00:10:56.380 | And then I would end up scheduling meetings
00:10:59.260 | at 1 o'clock, 2 o'clock, 3 o'clock, 4 o'clock.
00:11:02.180 | But what I found is that after I finished working out,
00:11:05.020 | I felt really good.
00:11:06.540 | I felt really creative and awesome.
00:11:08.580 | And I was like, all right, well, why
00:11:10.260 | am I scheduling a mundane meeting at 1 o'clock,
00:11:14.460 | in that case?
00:11:15.420 | I should be scheduling a block of time,
00:11:17.180 | like at least a half hour, where I can get back from the gym,
00:11:19.980 | and I can go to my desk, and I actually
00:11:21.580 | can write down a few things that are really important.

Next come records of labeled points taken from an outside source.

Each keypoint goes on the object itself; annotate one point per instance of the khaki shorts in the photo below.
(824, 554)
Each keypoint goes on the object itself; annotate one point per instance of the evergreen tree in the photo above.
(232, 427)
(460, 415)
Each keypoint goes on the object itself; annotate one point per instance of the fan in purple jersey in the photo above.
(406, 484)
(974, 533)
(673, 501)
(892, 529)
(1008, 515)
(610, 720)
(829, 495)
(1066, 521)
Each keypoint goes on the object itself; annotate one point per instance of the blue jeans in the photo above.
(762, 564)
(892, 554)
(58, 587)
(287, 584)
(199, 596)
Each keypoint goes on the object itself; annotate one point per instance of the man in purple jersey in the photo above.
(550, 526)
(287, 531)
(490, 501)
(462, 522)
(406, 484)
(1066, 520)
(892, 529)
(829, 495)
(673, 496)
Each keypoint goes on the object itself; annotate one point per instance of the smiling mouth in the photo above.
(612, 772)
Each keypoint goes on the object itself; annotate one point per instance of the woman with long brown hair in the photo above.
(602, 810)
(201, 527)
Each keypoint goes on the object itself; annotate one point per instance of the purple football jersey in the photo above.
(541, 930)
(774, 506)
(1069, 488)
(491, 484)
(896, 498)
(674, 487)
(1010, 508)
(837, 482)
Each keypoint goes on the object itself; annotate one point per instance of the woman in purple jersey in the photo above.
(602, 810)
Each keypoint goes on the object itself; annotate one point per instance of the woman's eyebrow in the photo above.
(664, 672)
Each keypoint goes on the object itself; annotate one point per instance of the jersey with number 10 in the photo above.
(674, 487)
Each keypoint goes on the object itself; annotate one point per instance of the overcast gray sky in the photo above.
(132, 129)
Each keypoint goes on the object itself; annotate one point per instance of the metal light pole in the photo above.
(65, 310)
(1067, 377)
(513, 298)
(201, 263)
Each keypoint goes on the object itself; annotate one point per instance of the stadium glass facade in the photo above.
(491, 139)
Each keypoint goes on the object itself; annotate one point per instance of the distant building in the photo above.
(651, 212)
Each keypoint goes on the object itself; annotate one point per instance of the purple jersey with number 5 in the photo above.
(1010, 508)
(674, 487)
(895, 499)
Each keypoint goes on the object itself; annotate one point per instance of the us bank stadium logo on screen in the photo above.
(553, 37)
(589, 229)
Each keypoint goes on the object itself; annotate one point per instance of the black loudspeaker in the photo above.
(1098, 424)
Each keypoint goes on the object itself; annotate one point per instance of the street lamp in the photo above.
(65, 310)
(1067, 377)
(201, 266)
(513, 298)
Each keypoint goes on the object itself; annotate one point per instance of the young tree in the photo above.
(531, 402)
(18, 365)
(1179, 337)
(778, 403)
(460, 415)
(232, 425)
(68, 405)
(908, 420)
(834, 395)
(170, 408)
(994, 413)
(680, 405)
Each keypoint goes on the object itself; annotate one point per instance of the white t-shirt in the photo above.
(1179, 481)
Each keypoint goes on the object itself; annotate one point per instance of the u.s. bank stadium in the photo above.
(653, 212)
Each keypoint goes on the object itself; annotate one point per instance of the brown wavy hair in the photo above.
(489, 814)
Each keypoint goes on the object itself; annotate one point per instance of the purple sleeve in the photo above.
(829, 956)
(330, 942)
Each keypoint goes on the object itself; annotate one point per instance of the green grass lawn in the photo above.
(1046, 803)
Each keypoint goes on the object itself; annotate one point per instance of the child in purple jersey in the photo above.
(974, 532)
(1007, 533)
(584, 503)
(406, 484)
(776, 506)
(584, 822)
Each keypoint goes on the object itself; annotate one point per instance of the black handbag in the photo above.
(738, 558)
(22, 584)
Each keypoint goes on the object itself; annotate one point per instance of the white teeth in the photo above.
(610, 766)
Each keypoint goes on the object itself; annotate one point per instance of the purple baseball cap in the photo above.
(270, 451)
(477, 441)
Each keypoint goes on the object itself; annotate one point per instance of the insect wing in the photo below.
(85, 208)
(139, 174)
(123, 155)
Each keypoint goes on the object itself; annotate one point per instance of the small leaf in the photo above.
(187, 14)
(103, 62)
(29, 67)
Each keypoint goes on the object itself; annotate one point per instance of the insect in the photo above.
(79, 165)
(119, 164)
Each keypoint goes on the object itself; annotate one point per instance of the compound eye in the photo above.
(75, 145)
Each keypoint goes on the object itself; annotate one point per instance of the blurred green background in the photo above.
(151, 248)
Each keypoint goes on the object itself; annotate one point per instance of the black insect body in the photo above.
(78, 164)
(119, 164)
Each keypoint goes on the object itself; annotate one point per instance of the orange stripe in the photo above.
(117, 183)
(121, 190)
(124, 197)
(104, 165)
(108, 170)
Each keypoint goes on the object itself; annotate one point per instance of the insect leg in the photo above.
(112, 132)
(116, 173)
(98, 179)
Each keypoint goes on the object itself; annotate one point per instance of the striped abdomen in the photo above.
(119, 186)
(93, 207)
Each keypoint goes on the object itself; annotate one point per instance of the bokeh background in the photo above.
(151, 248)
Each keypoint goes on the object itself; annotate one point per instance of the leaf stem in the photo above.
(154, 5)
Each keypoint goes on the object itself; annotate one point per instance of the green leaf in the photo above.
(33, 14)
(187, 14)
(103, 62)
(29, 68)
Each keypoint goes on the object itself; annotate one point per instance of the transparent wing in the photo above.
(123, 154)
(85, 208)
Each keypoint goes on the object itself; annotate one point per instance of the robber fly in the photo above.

00:11:24.140 | I can spend some time doing some deep work.
00:11:27.300 | And when I did that, that changed things as well.
00:11:30.060 | And it's a great point.
00:11:31.460 | Figure out where the pockets of your day
00:11:33.540 | are, where you tend to have your highest prana.
00:11:36.900 | But then also, sometimes it'll just happen spontaneously.
00:11:40.020 | And when it does, try to give yourself enough flex
00:11:42.580 | where you can capture it.
00:11:43.940 | Yep, I definitely do that a lot.